Welding failure to blame for Halifax crane collapse during Dorian

·3 min read
A crane on South Park Street in Halifax toppled onto a building under construction. (Craig Paisley/CBC - image credit)
A crane on South Park Street in Halifax toppled onto a building under construction. (Craig Paisley/CBC - image credit)

A welding failure is likely to blame for the collapse of a crane in downtown Halifax during post-tropical storm Dorian, according to a new report from Nova Scotia's Labour Department.

In its investigation, the department's safety branch said a welded section about six to nine metres above the base of the mast became separated as the crane was pummelled by wind gusts as high as 107 km/h on Sept. 7, 2019.

The weld failure transferred "the weight supported by the mast's four vertical posts to only three of its posts, causing the tower section to rotate and fail, which resulted in the total collapse of the crane," said the report.

The crane, owned and operated by Lead Structural Formwork Ltd. of Moncton, N.B., toppled onto a 13-storey building under construction on South Park Street, causing significant damage to the top three levels.

A neighbouring building was also damaged when the crane struck the top corner and a balcony. Counterweights from the tower crane fell to the street.

Localized state of emergency

No one was injured in the collapse, but the surrounding area — a mix of homes and businesses — had to be evacuated. Some businesses were forced to stay closed when their entrances became inaccessible, losing out on considerable revenue.

The provincial government issued a localized state of emergency, saying the measure was necessary to ensure the swift and safe removal of the crane. The province covered the $2-million bill in an attempt to get the work done as soon as possible and the area reopened to the public.

Work to safely remove the tower crane and debris from the building was completed on Nov. 4, 2019.

Cranes meant to withstand stronger gusts

The report said the fallen crane was a Manitowoc model Potain 8520Ps. Generally, tower cranes are designed to sustain winds of 150-160 km/h.

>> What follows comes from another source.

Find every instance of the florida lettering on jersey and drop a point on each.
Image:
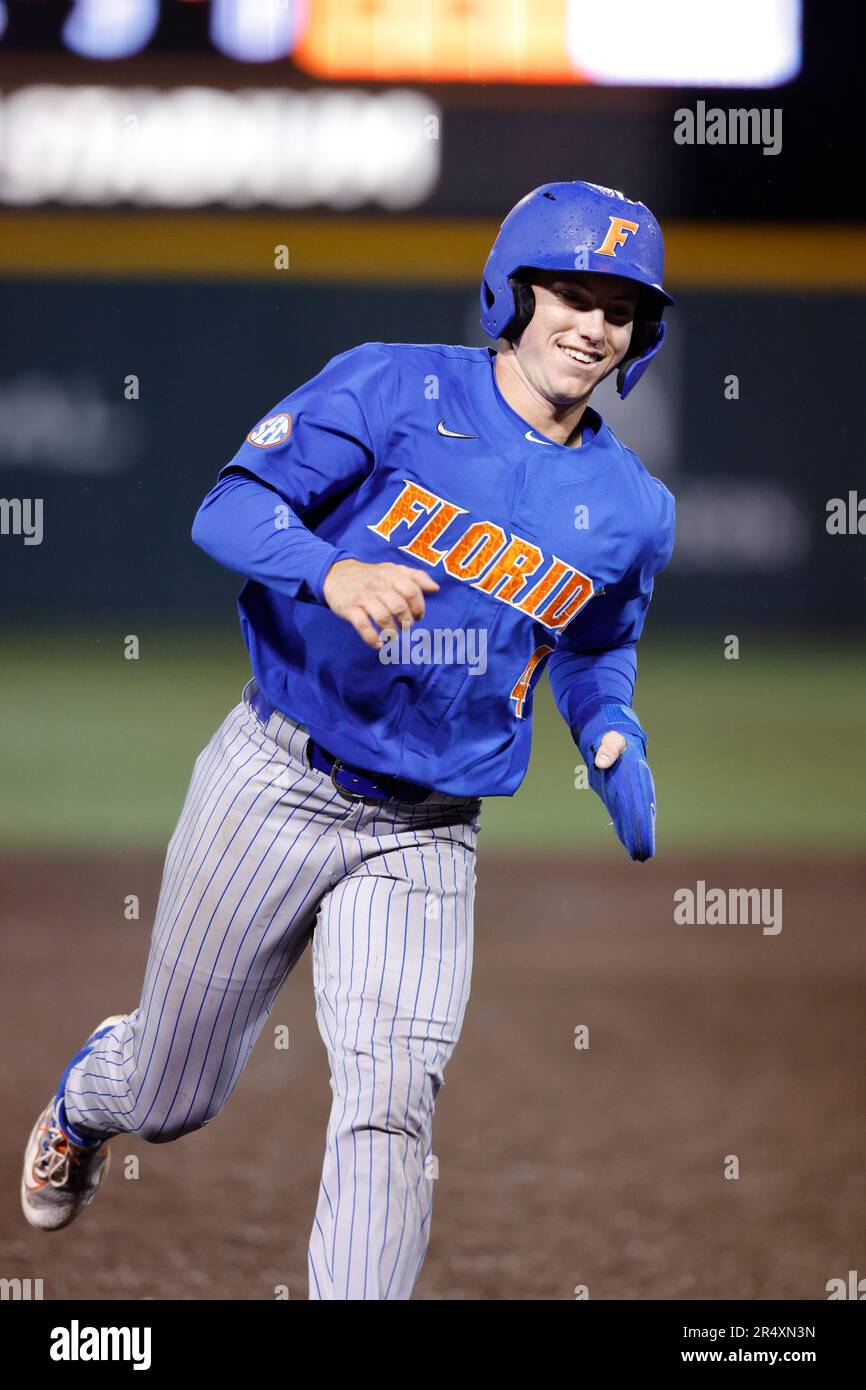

On the day of the storm, winds were recorded to be much lower with wind gusts of 97-107 km/h.

On June 4, 2019, the province's safety branch was advised by the general contractor that the turntable at the top of the tower crane had seized, preventing it from "weather vaning" — basically rotating freely in the wind when not in use.

The contractor informed the province that the top section of the crane, consisting of the cabin, turntable and jib, would be repaired or replaced as soon as possible to deal with the inability to rotate freely. The repair was made June 7, 2019.

Crane operator met requirements

The investigation determined Lead Structural Formwork met the legislative and regulatory requirements to prevent the event from happening and no further action would be taken with regard to the collapse.

The crane collapse made national headlines, inspiring memes, Halloween costumes — even the name of the building at the centre of the accident. The Crane opened a year behind schedule.  
The crane collapse made national headlines, inspiring memes, Halloween costumes — even the name of the building at the centre of the accident. The Crane opened a year behind schedule. (Olympus Properties)

The province said recently the Department of Labour would meet with all tower crane owners and operators in the province, and require that all crane masts be thoroughly cleaned, inspected and tested to identify any defects or potential deterioration.

Several businesses that were affected by the collapse have launched a proposed class-action lawsuit against WM Fares Architects Inc. and WM Fares & Associates Incorporated, the developer of the building that was under construction when the crane toppled, in an effort to recover lost sales. The lawsuit also names Lead Structural Formwork and the Manitowoc Company.